‘Searchlight of international scrutiny’ must focus on crimes of sexual violence in conflict – UN deputy chief

21 June 2016

Addressing an event commemorating the International Day for the Elimination of Sexual Violence in Conflict, United Nations Deputy Secretary-General Jan Eliasson today stressed the importance of prevention and early response efforts, as well as the need to shift shame and stigma from victims to perpetrators.

Addressing an event commemorating the International Day for the Elimination of Sexual Violence in Conflict, United Nations Deputy Secretary-General Jan Eliasson today stressed the importance of prevention and early response efforts, as well as the need to shift shame and stigma from victims to perpetrators.

In conflicts around the world, women and girls, men and boys, are subjected to horrendous acts of sexual violence. These acts, rape, sexual slavery, forced marriage, and sexual torture, constitute abhorrent violations of human rights and human dignity.

A critical aspect of prevention is to hold the perpetrators accountable for their acts, he said. “Accountability is a powerful deterrent, as well as a moral duty to those afflicted. No one should think that that they can come out of this without accountability,” he added.

Mr. Eliasson’s observations came at the official commemoration of the International Day. The programme included Zainab Bangura, UN Special Representative on Sexual Violence in Conflict, Leila Zerrougui, UN Special Representative on Children and Armed Conflict, and Martín García Moritán, Permanent Representative of Argentina to the UN.

In 2015, Argentina, together with the Offices of the Special Representatives on Sexual Violence in Conflict and on Children and Armed Conflict, presented an initiative of a General Assembly resolution establishing 19 June as the International Day.

The aim of the Day is to raise awareness amongst the international community in order to prevent, combat and put an end to all forms of conflict-related sexual violence, especially against women, children, the poor, ethnic and religious minorities and other vulnerable groups, as well as assisting its victims and promoting accountability and fighting impunity of the perpetrators of those crimes.

Mr. Eliasson said sexual violence is unique in often stigmatizing the victim, rather than the perpetrator of the crime, underscoring the need to shift the shame and stigma from the victims to those who command, those who commit, or those who condone these crimes.

Social and economic reintegration support is imperative, and children born of rape need particular attention. Men and boys who have suffered sexual violence and live with life-long traumas need support as well.
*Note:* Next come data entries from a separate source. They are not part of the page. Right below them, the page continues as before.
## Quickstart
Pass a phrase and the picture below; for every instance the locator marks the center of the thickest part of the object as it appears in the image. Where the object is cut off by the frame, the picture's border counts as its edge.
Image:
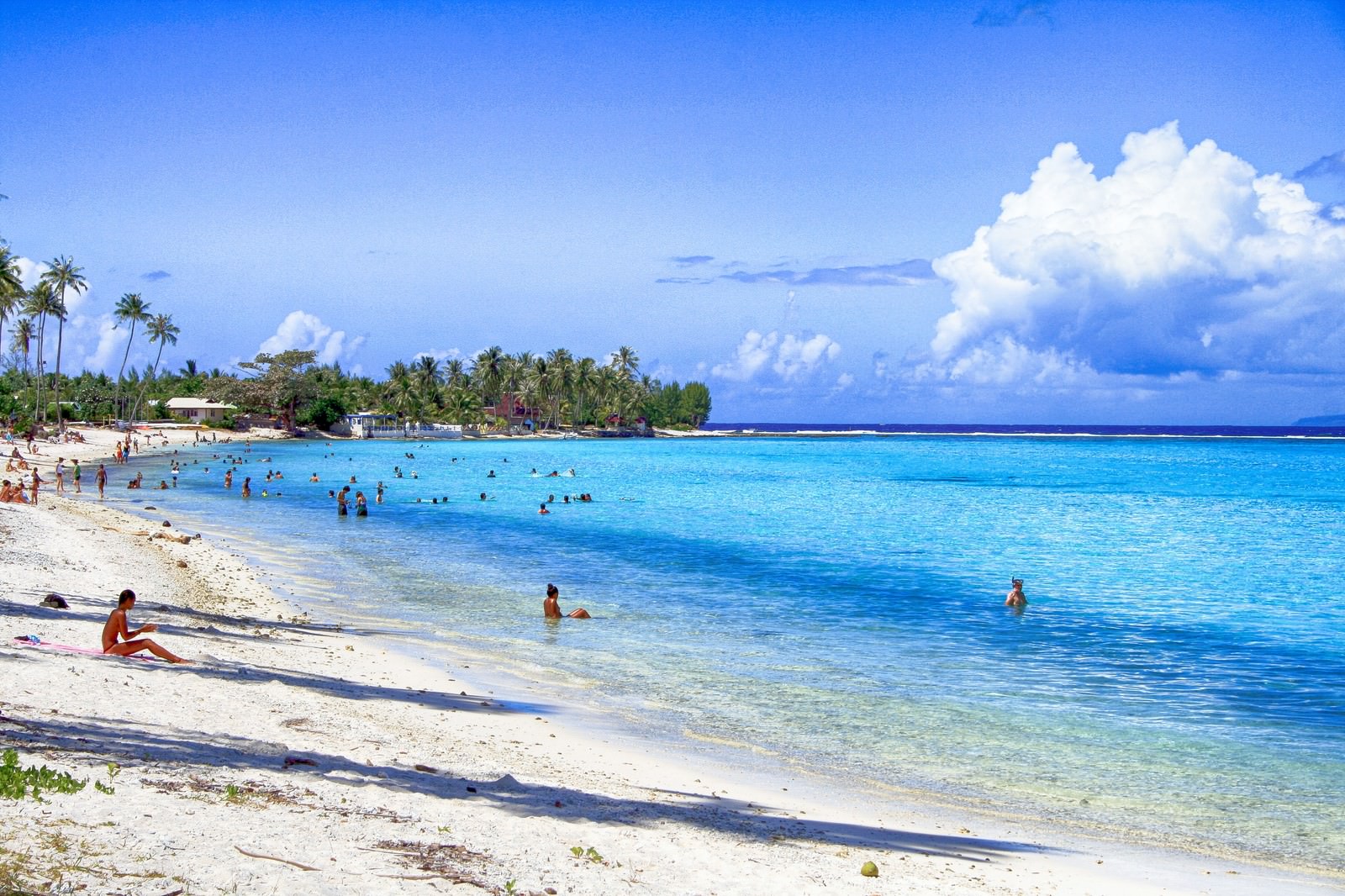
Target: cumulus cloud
(751, 356)
(1005, 15)
(1327, 166)
(30, 271)
(791, 356)
(109, 343)
(307, 333)
(800, 356)
(439, 354)
(1181, 260)
(903, 273)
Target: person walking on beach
(551, 606)
(118, 638)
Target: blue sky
(868, 213)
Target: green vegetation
(495, 389)
(18, 782)
(553, 390)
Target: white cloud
(752, 354)
(800, 356)
(791, 356)
(437, 354)
(109, 347)
(1179, 260)
(307, 333)
(30, 271)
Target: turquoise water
(1179, 674)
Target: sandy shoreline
(387, 767)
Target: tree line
(31, 311)
(551, 390)
(555, 389)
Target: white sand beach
(299, 755)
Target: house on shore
(199, 409)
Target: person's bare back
(119, 640)
(551, 606)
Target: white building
(198, 409)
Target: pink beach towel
(33, 640)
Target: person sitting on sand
(118, 640)
(551, 606)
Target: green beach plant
(18, 782)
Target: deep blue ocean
(838, 602)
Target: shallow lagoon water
(1180, 672)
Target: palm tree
(486, 369)
(11, 288)
(585, 380)
(625, 361)
(22, 340)
(455, 373)
(64, 275)
(163, 331)
(40, 303)
(131, 308)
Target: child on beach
(118, 638)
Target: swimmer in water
(551, 606)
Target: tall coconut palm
(427, 374)
(64, 275)
(625, 361)
(11, 288)
(562, 378)
(131, 308)
(455, 373)
(22, 340)
(163, 331)
(585, 380)
(40, 303)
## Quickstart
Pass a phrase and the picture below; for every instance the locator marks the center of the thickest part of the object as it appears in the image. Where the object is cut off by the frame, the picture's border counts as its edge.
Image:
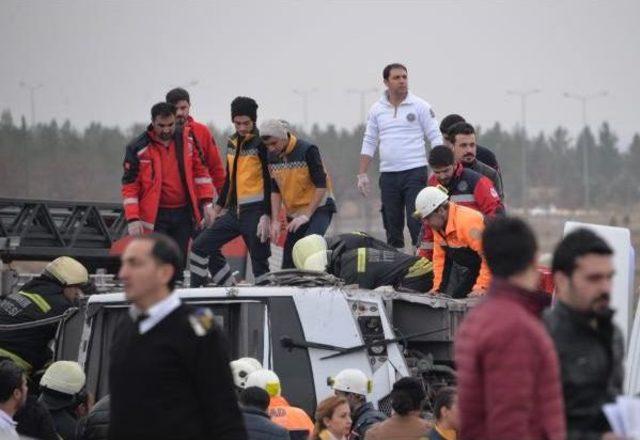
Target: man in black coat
(169, 375)
(255, 402)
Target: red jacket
(467, 188)
(210, 152)
(507, 369)
(142, 178)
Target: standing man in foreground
(398, 123)
(165, 187)
(590, 346)
(508, 372)
(202, 136)
(169, 375)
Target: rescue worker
(459, 267)
(64, 396)
(462, 137)
(293, 419)
(398, 124)
(246, 199)
(202, 136)
(465, 187)
(299, 183)
(589, 344)
(354, 386)
(169, 373)
(58, 288)
(360, 259)
(165, 186)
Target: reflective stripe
(37, 300)
(26, 366)
(462, 198)
(362, 259)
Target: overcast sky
(110, 61)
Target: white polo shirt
(400, 133)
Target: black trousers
(206, 255)
(399, 190)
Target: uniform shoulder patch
(201, 320)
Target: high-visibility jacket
(142, 178)
(206, 143)
(466, 188)
(459, 248)
(293, 419)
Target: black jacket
(364, 418)
(96, 424)
(38, 299)
(260, 427)
(590, 350)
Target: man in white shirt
(13, 395)
(398, 124)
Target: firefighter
(354, 385)
(201, 134)
(293, 419)
(48, 295)
(165, 186)
(299, 183)
(465, 187)
(245, 199)
(359, 259)
(459, 267)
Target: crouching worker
(360, 259)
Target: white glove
(364, 185)
(135, 228)
(295, 224)
(263, 228)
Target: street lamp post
(585, 153)
(523, 95)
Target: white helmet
(64, 377)
(429, 199)
(352, 381)
(68, 271)
(242, 368)
(306, 247)
(265, 379)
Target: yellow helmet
(67, 270)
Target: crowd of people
(525, 370)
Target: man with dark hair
(203, 139)
(462, 137)
(246, 197)
(169, 373)
(507, 369)
(13, 396)
(447, 415)
(590, 346)
(398, 124)
(165, 186)
(483, 154)
(465, 187)
(255, 403)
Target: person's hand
(135, 228)
(295, 224)
(275, 230)
(263, 228)
(364, 185)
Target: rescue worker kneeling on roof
(58, 288)
(299, 183)
(293, 419)
(459, 267)
(360, 259)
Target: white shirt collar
(156, 312)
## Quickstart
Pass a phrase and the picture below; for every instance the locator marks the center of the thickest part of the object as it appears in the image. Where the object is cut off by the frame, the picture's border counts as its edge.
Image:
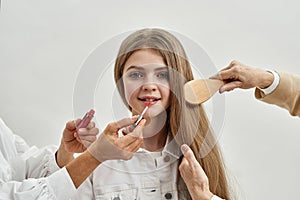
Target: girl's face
(146, 80)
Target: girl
(151, 69)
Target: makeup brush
(200, 90)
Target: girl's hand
(194, 176)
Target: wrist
(200, 194)
(266, 80)
(63, 157)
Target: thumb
(188, 153)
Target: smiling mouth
(149, 99)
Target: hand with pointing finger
(109, 146)
(194, 176)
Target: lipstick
(86, 119)
(140, 117)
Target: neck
(155, 134)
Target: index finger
(115, 126)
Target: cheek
(130, 91)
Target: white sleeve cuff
(215, 197)
(274, 85)
(61, 184)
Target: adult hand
(238, 75)
(194, 176)
(110, 146)
(74, 141)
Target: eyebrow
(142, 68)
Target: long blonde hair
(187, 123)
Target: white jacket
(28, 172)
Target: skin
(144, 77)
(238, 75)
(194, 175)
(74, 142)
(107, 147)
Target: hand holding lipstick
(109, 146)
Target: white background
(43, 44)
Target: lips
(150, 99)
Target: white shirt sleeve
(55, 187)
(25, 172)
(274, 85)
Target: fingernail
(142, 123)
(184, 148)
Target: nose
(149, 87)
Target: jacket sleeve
(29, 172)
(55, 187)
(286, 95)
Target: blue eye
(135, 75)
(163, 75)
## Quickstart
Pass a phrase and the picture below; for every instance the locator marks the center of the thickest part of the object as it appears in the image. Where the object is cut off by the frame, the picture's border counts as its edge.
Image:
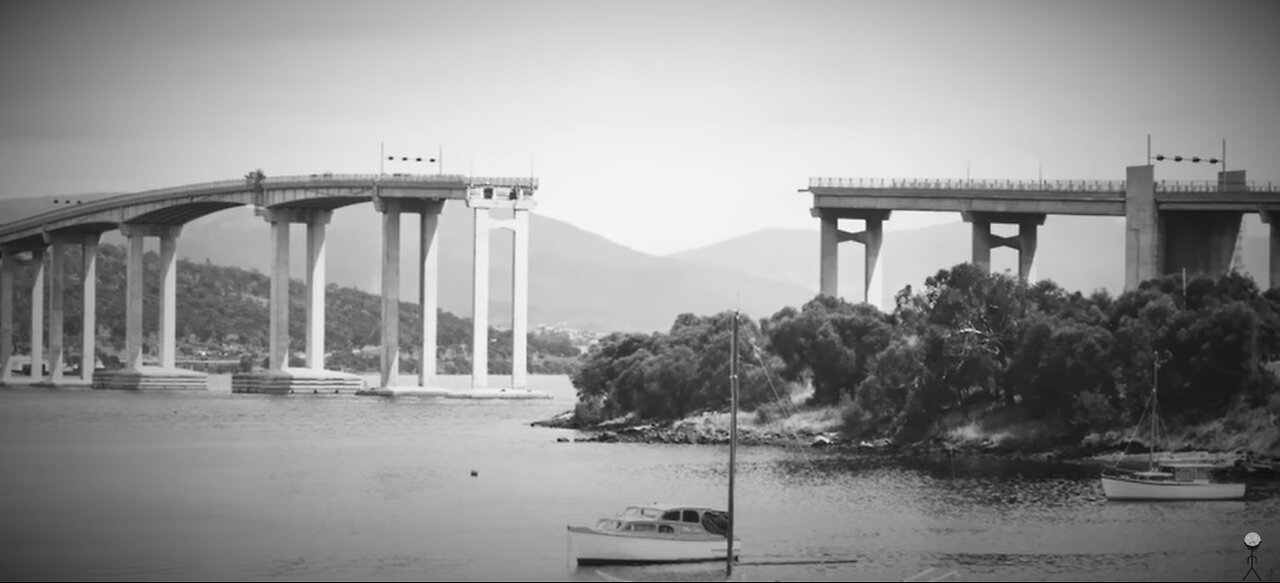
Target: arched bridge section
(280, 201)
(1169, 226)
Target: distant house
(21, 364)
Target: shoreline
(699, 431)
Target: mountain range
(584, 281)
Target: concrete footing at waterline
(23, 382)
(297, 381)
(488, 394)
(151, 378)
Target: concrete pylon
(1142, 227)
(278, 333)
(872, 238)
(429, 288)
(8, 263)
(519, 200)
(132, 297)
(520, 300)
(828, 253)
(56, 309)
(168, 328)
(37, 313)
(480, 299)
(389, 355)
(1024, 242)
(88, 310)
(316, 227)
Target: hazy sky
(663, 126)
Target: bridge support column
(429, 288)
(37, 313)
(391, 294)
(168, 327)
(1024, 242)
(279, 378)
(480, 299)
(316, 226)
(1202, 241)
(1142, 227)
(872, 237)
(133, 299)
(88, 310)
(520, 300)
(982, 244)
(828, 253)
(56, 312)
(8, 263)
(278, 332)
(135, 376)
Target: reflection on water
(219, 486)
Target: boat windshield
(641, 511)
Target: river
(123, 486)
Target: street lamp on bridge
(1191, 159)
(383, 158)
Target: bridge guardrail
(1022, 186)
(241, 183)
(969, 185)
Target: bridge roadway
(1169, 224)
(280, 201)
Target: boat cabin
(667, 520)
(1183, 472)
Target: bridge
(1169, 226)
(280, 201)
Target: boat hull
(1129, 488)
(597, 547)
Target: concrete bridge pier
(88, 309)
(1202, 241)
(429, 287)
(136, 376)
(389, 355)
(872, 237)
(1270, 218)
(8, 263)
(37, 314)
(278, 377)
(58, 259)
(480, 294)
(520, 203)
(1024, 242)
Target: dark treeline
(223, 314)
(968, 346)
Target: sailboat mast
(1155, 409)
(732, 443)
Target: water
(117, 486)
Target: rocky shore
(1096, 449)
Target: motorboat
(654, 533)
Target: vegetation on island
(223, 320)
(978, 356)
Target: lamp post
(1191, 159)
(383, 158)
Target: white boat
(654, 533)
(664, 532)
(1171, 481)
(1166, 479)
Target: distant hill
(1078, 253)
(577, 278)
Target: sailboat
(1168, 479)
(653, 533)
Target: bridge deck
(182, 204)
(1077, 197)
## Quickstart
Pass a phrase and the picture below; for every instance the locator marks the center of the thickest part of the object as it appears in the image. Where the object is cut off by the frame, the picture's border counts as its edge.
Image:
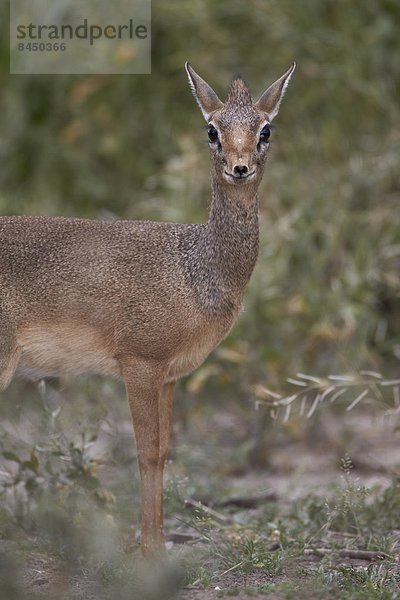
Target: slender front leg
(144, 384)
(165, 421)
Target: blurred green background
(324, 297)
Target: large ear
(206, 98)
(270, 100)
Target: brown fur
(142, 300)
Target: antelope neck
(223, 257)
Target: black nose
(240, 170)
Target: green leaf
(11, 456)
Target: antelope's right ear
(206, 98)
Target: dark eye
(212, 134)
(265, 133)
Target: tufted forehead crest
(239, 94)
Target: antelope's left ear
(270, 100)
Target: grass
(66, 518)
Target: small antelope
(142, 300)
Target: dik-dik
(141, 300)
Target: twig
(347, 553)
(247, 501)
(207, 510)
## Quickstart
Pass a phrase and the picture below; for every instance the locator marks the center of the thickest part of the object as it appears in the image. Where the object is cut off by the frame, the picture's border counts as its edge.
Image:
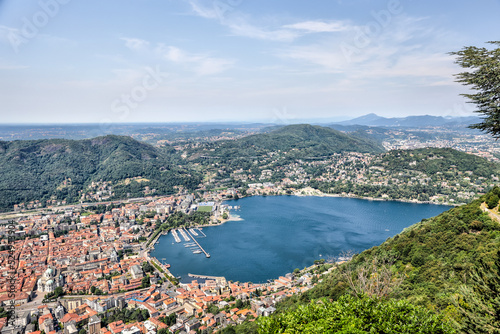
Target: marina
(201, 248)
(313, 225)
(184, 235)
(201, 232)
(176, 237)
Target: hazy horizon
(114, 62)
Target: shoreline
(317, 193)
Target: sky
(275, 61)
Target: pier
(219, 279)
(199, 230)
(206, 254)
(183, 233)
(176, 237)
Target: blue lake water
(280, 233)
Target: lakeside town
(76, 270)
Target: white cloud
(245, 29)
(200, 10)
(135, 43)
(201, 64)
(319, 26)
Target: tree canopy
(483, 76)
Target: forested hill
(60, 169)
(300, 140)
(449, 264)
(436, 160)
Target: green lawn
(205, 208)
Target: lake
(277, 234)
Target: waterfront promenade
(206, 253)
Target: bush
(356, 315)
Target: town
(87, 269)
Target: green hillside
(436, 160)
(301, 140)
(449, 264)
(37, 170)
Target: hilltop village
(87, 269)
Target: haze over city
(234, 60)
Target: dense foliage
(436, 161)
(300, 141)
(60, 169)
(484, 78)
(356, 315)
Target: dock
(183, 233)
(206, 254)
(219, 279)
(176, 237)
(199, 230)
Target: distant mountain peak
(373, 119)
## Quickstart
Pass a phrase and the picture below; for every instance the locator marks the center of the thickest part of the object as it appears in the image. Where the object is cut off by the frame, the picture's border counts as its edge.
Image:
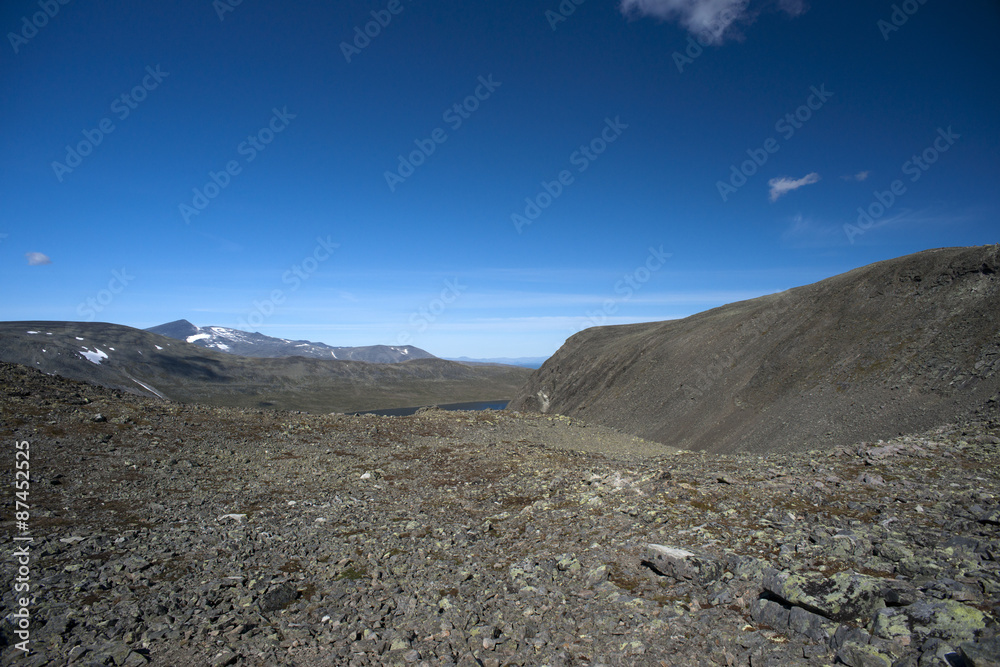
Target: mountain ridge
(256, 344)
(893, 346)
(146, 363)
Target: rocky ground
(171, 534)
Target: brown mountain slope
(896, 346)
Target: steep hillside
(893, 347)
(141, 362)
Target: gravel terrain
(171, 534)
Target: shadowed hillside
(895, 346)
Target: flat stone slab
(845, 596)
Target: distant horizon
(452, 356)
(480, 180)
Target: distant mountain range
(523, 362)
(245, 344)
(150, 364)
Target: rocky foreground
(170, 534)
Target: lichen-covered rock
(948, 620)
(984, 653)
(684, 564)
(843, 597)
(862, 655)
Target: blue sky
(607, 163)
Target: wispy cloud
(783, 184)
(708, 19)
(793, 7)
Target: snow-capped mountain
(248, 344)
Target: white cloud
(37, 258)
(780, 186)
(793, 7)
(709, 20)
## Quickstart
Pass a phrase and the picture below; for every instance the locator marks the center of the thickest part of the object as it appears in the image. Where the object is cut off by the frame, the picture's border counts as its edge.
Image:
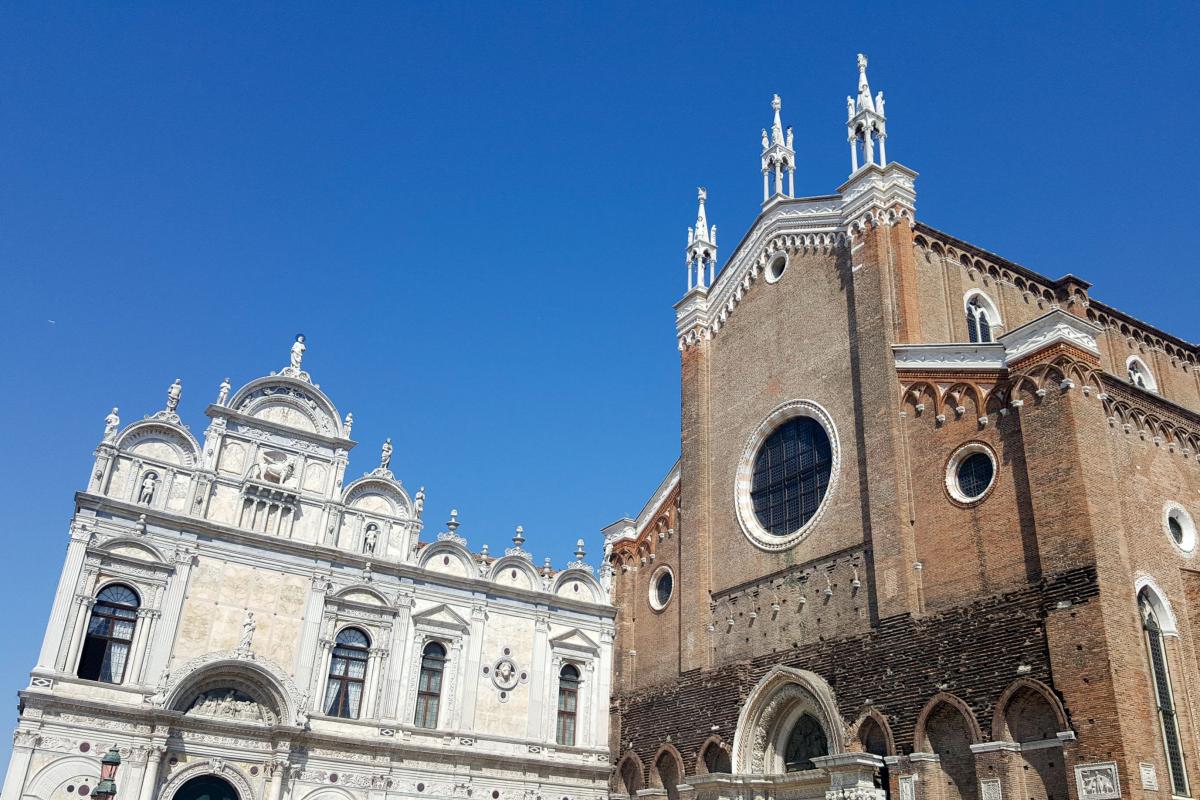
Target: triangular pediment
(575, 639)
(442, 617)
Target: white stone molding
(743, 479)
(773, 705)
(259, 672)
(217, 767)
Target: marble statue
(112, 422)
(148, 486)
(298, 349)
(174, 392)
(247, 632)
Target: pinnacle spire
(701, 246)
(865, 124)
(778, 156)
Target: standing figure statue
(298, 349)
(112, 422)
(173, 394)
(148, 486)
(247, 632)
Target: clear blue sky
(478, 216)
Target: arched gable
(289, 402)
(1159, 602)
(133, 548)
(579, 584)
(448, 557)
(780, 697)
(160, 440)
(265, 681)
(364, 595)
(379, 495)
(515, 571)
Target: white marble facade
(237, 564)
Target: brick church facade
(930, 534)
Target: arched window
(981, 320)
(347, 672)
(568, 704)
(1163, 695)
(791, 474)
(429, 689)
(1140, 374)
(109, 632)
(805, 743)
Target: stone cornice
(309, 552)
(873, 196)
(1054, 329)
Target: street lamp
(107, 786)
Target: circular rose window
(787, 469)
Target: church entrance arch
(207, 787)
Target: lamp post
(107, 787)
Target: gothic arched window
(979, 322)
(805, 743)
(1163, 695)
(109, 633)
(791, 474)
(347, 673)
(429, 689)
(568, 704)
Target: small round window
(971, 473)
(1180, 527)
(661, 588)
(775, 266)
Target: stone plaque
(1098, 781)
(1149, 776)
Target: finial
(174, 392)
(112, 422)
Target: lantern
(107, 787)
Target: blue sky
(477, 215)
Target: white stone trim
(952, 471)
(1173, 510)
(654, 584)
(744, 475)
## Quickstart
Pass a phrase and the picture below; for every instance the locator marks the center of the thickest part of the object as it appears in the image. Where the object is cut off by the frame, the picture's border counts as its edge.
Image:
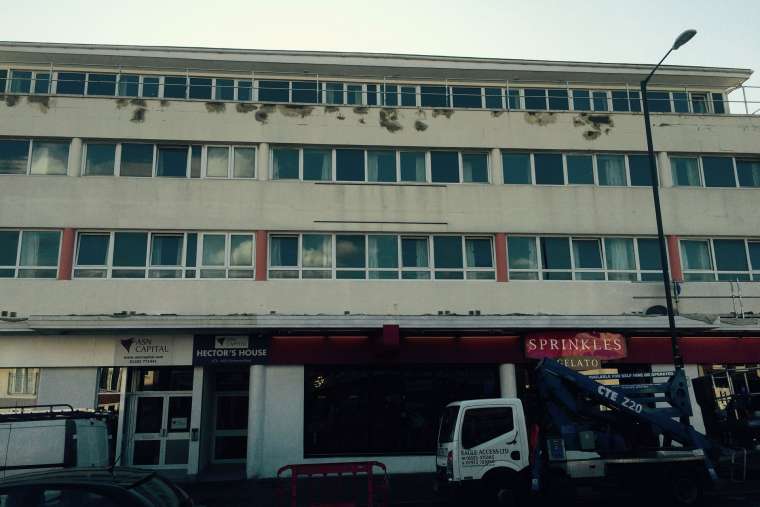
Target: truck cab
(483, 443)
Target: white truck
(582, 433)
(51, 436)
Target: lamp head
(684, 38)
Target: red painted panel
(66, 258)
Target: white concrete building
(270, 257)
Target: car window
(483, 424)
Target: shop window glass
(50, 157)
(475, 167)
(580, 169)
(13, 156)
(413, 166)
(549, 169)
(718, 171)
(101, 84)
(381, 165)
(444, 166)
(317, 165)
(433, 96)
(70, 83)
(172, 161)
(516, 168)
(100, 159)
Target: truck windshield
(448, 422)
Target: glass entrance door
(161, 434)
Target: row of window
(342, 93)
(133, 254)
(40, 156)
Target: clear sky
(637, 31)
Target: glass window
(70, 83)
(316, 252)
(558, 100)
(581, 100)
(535, 98)
(349, 165)
(659, 102)
(447, 256)
(101, 84)
(349, 254)
(39, 250)
(381, 165)
(150, 86)
(580, 169)
(444, 166)
(555, 255)
(516, 168)
(433, 96)
(685, 171)
(50, 157)
(285, 163)
(217, 161)
(317, 164)
(415, 258)
(413, 166)
(305, 92)
(175, 87)
(225, 89)
(13, 156)
(718, 171)
(100, 159)
(244, 163)
(172, 161)
(640, 173)
(21, 81)
(549, 169)
(748, 171)
(245, 90)
(382, 252)
(475, 167)
(611, 170)
(130, 251)
(466, 97)
(136, 160)
(129, 85)
(600, 101)
(334, 93)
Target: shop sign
(230, 350)
(144, 351)
(567, 344)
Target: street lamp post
(677, 358)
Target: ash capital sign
(601, 346)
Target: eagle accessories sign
(233, 349)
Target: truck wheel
(685, 489)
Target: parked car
(92, 487)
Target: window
(375, 411)
(583, 258)
(23, 381)
(101, 84)
(548, 168)
(14, 156)
(227, 255)
(70, 83)
(481, 425)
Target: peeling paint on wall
(42, 100)
(216, 107)
(389, 120)
(539, 118)
(138, 115)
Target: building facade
(259, 258)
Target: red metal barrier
(322, 470)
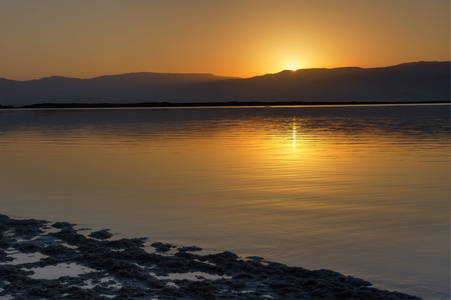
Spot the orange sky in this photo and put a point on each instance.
(87, 38)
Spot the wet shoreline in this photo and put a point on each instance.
(44, 260)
“And our preventive action must pay attention to the vulnerability of refugees and displaced people, who may be trafficked for sexual exploitation,” he said.

Noting that 19 June, 2008, the international community decided to take action to elevate conflict-related sexual violence to the international peace and security agenda. This was done through the adoption of Security Council resolution 1820.

“We must meet the new challenges on the horizon and keep the searchlight of international scrutiny on these crimes, which have been ignored for far too long,” he said.